Even before the accident this week, the high speed rail project had become a thorny issue for Chinese government officials. China has spent over $60 billion on numerous high-speed lines, an investment which has not been without political corruption.
In February of this year, China's railway minister Liu Zhijun was sacked on corruption charges, being accused of taking $500,000 in kickbacks, which Chinese media reported is a small fraction of what analysts believe he really took.
A chief rail engineer identified as Zhang Shuguang was fired shortly after for corruption and was accused by some of having billions of dollars in overseas bank accounts.
David Bandurski, a media analyst from Hong Kong University, told ABC News that especially after the dismissal of Liu Zhijun, "The rail project has become such a political hot potato that is has almost become political suicide for a government official to come out and talk about the high speed rail."

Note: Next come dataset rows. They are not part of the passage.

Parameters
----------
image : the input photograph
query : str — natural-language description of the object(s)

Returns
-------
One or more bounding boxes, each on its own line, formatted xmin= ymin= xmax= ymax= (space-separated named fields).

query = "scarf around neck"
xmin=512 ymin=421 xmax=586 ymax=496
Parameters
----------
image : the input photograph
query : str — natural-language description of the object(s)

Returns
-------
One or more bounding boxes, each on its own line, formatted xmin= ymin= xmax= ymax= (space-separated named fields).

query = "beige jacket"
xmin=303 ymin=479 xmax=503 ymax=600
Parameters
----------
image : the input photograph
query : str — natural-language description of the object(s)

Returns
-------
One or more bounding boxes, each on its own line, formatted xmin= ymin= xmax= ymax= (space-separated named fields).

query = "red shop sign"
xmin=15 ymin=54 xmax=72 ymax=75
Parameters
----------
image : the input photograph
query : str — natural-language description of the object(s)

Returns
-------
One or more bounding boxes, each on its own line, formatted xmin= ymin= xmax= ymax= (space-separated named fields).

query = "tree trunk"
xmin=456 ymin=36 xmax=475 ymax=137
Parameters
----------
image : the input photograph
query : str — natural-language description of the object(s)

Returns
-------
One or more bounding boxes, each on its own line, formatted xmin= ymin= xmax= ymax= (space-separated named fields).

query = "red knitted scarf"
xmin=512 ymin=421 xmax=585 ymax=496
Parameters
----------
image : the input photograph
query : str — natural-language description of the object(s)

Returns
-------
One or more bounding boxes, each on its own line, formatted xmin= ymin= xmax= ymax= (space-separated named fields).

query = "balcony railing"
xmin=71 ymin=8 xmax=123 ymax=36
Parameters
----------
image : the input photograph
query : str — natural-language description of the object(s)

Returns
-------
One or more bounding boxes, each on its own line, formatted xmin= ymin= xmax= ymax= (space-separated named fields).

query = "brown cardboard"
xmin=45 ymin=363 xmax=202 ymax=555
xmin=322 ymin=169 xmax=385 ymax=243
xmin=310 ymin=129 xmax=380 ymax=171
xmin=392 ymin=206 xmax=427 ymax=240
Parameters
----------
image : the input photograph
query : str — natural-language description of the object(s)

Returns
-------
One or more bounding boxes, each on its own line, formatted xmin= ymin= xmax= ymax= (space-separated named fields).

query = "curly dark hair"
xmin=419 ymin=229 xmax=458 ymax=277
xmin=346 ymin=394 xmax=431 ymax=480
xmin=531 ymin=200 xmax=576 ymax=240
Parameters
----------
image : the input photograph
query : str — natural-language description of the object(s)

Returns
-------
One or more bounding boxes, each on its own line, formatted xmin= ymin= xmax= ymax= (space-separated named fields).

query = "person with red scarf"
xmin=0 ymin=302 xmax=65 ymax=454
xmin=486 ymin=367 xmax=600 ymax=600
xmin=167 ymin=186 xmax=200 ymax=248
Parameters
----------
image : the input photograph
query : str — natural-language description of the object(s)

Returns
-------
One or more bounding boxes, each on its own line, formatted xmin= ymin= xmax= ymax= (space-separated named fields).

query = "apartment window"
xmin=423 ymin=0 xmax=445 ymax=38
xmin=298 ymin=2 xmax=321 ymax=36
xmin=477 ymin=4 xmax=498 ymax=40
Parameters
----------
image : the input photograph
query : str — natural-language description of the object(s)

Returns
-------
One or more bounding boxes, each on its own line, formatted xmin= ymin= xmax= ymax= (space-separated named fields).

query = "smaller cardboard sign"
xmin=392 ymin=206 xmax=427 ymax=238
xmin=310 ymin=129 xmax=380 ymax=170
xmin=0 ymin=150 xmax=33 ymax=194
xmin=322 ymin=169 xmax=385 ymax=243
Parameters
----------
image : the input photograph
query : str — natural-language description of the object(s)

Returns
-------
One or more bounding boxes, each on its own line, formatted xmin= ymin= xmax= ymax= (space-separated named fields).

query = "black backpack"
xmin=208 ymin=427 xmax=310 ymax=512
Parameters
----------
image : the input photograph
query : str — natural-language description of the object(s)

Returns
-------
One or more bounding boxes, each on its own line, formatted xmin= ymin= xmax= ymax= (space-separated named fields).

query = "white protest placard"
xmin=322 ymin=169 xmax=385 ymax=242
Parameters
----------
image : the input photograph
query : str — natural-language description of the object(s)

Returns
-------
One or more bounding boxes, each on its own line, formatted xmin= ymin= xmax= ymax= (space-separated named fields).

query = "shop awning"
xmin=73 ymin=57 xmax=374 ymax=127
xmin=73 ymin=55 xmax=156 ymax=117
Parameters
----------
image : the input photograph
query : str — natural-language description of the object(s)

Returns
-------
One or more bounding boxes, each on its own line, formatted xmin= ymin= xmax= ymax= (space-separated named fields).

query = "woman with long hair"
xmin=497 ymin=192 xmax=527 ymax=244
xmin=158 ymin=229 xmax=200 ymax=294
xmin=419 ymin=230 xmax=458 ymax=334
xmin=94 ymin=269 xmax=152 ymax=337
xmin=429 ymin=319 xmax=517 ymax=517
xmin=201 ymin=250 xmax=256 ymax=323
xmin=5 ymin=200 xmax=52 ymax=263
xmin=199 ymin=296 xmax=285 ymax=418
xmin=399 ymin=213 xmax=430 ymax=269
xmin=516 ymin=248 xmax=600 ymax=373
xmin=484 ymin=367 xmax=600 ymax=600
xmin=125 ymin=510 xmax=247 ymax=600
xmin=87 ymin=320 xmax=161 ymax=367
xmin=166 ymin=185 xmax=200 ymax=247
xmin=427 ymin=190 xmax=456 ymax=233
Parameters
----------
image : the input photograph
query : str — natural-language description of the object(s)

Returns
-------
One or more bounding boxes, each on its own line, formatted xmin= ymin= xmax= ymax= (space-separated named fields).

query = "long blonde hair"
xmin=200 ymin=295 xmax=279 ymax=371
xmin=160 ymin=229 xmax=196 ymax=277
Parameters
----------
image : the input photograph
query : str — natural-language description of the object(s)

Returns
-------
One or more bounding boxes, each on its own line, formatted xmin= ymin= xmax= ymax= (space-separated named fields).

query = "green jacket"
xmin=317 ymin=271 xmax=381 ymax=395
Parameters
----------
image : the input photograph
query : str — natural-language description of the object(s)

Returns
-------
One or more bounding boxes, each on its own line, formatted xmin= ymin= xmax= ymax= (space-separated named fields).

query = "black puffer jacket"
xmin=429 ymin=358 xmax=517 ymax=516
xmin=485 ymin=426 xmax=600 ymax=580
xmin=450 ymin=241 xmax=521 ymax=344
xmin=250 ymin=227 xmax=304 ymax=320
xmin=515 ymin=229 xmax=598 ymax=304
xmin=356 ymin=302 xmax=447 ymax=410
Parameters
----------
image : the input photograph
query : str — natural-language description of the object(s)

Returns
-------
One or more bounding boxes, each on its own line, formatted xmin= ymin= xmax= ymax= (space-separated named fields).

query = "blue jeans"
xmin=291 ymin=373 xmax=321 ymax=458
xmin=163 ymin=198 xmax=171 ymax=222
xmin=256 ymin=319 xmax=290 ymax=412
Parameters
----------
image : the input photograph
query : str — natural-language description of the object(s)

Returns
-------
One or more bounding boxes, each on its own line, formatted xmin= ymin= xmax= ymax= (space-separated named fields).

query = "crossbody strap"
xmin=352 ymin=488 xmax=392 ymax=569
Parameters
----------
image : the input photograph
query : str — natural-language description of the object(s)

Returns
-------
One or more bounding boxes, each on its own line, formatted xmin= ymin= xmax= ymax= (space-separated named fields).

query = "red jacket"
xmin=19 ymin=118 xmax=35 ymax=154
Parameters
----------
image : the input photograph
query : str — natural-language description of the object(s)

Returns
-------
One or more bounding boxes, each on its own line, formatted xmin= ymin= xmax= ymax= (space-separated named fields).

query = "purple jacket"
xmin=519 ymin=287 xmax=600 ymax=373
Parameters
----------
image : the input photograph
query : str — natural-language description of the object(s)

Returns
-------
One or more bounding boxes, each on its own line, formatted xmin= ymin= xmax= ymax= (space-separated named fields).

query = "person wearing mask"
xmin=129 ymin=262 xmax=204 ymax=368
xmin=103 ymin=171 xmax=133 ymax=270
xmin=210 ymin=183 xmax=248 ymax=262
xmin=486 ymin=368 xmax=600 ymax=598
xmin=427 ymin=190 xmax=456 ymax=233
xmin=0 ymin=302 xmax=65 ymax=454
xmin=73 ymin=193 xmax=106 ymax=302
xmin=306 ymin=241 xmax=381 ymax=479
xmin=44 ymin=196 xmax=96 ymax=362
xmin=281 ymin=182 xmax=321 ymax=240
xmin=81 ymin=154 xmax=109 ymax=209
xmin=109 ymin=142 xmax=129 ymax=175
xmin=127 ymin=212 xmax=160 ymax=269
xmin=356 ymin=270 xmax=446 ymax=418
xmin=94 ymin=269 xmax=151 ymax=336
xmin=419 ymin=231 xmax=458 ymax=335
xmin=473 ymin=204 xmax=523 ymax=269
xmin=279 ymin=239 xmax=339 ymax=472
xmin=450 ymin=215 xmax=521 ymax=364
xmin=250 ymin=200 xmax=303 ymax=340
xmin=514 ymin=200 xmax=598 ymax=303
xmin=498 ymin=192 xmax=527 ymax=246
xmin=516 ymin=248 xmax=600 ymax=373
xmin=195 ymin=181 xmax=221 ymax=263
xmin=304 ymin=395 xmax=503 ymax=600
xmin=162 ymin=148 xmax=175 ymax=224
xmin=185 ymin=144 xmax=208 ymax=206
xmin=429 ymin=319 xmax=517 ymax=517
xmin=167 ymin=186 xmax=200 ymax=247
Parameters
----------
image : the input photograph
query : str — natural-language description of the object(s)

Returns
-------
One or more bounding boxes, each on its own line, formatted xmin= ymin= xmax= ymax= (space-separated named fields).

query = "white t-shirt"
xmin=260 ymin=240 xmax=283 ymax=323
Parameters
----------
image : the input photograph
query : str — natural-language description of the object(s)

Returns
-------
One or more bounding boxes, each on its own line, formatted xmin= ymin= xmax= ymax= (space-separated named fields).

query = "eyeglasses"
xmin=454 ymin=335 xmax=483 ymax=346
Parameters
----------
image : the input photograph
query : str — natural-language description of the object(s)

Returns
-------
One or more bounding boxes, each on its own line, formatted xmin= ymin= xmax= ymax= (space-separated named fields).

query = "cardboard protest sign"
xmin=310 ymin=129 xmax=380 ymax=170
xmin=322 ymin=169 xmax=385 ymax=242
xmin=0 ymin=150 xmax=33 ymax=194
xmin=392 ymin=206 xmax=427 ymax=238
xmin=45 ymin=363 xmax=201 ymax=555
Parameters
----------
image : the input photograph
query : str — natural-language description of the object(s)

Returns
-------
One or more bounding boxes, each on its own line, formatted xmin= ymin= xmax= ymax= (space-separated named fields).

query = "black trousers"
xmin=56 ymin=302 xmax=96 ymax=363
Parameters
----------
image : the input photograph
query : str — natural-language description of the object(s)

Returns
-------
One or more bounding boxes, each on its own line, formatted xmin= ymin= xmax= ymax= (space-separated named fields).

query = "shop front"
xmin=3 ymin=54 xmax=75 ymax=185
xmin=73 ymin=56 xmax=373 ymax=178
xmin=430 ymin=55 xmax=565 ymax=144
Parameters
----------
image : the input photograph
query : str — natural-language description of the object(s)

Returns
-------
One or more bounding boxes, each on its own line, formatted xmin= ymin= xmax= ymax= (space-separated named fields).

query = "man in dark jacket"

Bandurski said that the Chinese media has had almost unprecedented freedom to report on corruption and the frustrations over the high speed rail project.
Other infrastructure projects in China have been plagued with similar problems of hurried construction.
China's state broadcaster reported that days after the opening of the world's longest sea bridge off China's east coast, workers were still tightening bolts on the bridge that could easily have been loosened by hand, as 18,000 cars crossed the bridge daily.
Nanjing South Station, the most expensive station built along the Beijing-Shanghai rail line, has had problems since its completion. Repairs to a leaky roof and floor tiles that have already had to be torn up and replaced were defended by the technical director of the project as "fine tuning," Shanghai Oriental Satellite TV reported.